Yus, one of the reasons I no votey.

/I like your comic, BTW.


----------



## Arshes Nei (Mar 19, 2007)

About the colors. Yellow is considered 2 things. A color of hunger, so you notice a lot of Fast Food places using it, like Burger King and McDonalds...

Or you'll find the color psychologically disturbing.

Simplify your character and use something more toned down and try a compliment. Purple would be the compliment in this case. It would cause more recognition. 

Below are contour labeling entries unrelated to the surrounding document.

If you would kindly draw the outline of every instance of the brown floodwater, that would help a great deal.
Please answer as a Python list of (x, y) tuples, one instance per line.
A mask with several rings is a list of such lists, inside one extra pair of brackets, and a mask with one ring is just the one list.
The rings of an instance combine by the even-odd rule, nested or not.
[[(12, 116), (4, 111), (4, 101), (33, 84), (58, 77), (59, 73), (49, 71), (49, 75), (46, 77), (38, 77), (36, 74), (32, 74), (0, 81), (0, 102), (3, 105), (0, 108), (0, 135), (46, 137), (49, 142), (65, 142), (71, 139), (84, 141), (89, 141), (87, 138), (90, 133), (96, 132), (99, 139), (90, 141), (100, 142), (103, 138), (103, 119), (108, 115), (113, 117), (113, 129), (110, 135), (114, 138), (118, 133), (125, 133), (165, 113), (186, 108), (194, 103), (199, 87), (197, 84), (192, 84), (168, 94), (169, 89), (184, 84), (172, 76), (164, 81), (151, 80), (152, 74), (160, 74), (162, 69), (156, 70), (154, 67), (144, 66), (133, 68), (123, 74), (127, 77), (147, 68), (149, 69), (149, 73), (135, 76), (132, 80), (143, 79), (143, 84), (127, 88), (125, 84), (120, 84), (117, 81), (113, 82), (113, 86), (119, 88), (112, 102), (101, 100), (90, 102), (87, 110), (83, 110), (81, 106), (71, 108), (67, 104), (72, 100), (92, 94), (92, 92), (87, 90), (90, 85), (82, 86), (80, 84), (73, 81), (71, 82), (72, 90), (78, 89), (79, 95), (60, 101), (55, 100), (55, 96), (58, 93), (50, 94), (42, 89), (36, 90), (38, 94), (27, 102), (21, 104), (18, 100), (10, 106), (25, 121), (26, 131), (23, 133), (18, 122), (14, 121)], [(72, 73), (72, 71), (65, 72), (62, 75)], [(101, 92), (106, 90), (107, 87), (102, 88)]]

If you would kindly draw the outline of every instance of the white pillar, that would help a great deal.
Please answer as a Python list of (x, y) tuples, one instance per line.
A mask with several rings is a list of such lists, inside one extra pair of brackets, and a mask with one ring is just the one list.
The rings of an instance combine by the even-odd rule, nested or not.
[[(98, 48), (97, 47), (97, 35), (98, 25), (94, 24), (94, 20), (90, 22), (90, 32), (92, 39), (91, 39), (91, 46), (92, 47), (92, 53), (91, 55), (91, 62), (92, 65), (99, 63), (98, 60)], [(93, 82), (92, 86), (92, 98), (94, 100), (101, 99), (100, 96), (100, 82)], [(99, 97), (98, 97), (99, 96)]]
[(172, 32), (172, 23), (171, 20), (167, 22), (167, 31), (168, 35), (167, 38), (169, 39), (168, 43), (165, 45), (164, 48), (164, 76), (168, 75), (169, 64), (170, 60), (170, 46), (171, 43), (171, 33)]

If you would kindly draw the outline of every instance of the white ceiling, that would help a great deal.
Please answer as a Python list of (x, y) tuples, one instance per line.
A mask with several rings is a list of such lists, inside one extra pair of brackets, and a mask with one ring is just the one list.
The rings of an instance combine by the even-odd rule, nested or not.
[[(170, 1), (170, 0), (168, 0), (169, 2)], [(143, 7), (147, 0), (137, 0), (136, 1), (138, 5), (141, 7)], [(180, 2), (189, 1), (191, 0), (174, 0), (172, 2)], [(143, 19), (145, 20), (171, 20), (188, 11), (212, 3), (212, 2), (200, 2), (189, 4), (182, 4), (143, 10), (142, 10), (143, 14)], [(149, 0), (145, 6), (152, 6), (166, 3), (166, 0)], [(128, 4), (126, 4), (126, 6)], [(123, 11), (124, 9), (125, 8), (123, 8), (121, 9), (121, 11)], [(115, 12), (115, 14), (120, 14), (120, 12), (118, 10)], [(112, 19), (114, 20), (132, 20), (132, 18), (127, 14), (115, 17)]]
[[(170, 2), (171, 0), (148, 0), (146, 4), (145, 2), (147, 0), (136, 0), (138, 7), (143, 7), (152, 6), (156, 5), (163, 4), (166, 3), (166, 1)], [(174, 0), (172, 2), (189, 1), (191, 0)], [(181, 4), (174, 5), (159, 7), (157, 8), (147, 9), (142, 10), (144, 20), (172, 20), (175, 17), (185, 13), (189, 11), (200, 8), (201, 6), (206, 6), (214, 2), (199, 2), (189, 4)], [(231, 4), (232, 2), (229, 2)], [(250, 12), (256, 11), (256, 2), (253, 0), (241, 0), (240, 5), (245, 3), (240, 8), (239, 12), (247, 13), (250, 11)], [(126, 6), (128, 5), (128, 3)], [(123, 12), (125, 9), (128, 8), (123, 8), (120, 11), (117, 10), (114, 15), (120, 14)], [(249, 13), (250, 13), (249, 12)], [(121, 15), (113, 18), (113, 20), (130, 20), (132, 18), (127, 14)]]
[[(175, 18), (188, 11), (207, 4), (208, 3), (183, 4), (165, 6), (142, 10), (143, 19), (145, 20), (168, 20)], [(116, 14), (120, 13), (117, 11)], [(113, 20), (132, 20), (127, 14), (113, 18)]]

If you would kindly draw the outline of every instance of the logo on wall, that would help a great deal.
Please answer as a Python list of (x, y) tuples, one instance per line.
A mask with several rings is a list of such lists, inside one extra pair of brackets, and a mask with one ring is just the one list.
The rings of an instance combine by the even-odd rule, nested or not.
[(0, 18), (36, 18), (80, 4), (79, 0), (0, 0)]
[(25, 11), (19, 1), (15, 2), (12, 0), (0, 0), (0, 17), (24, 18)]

If the character has blue eyes, make the shoes match. Actually in fact, to make your character more fashionable, you'd do the same for a top. Ie if your character has a Pink shirt, the shoes should be pink.


----------



## scottmale24 (Mar 19, 2007)

WelcomeTheCollapse said:
			
		

> /I like your comic, BTW.




Thanks.


----------



## Rouge2 (Mar 19, 2007)

I already have a Purple Character named Dusk Rabbit, she teams up with Dawn Lynn Catherine.


----------



## Arshes Nei (Mar 19, 2007)

Rouge2 said:
			
		

> I already have a Purple Character named Dusk Rabbit, she teams up with Dawn Lynn Catherine.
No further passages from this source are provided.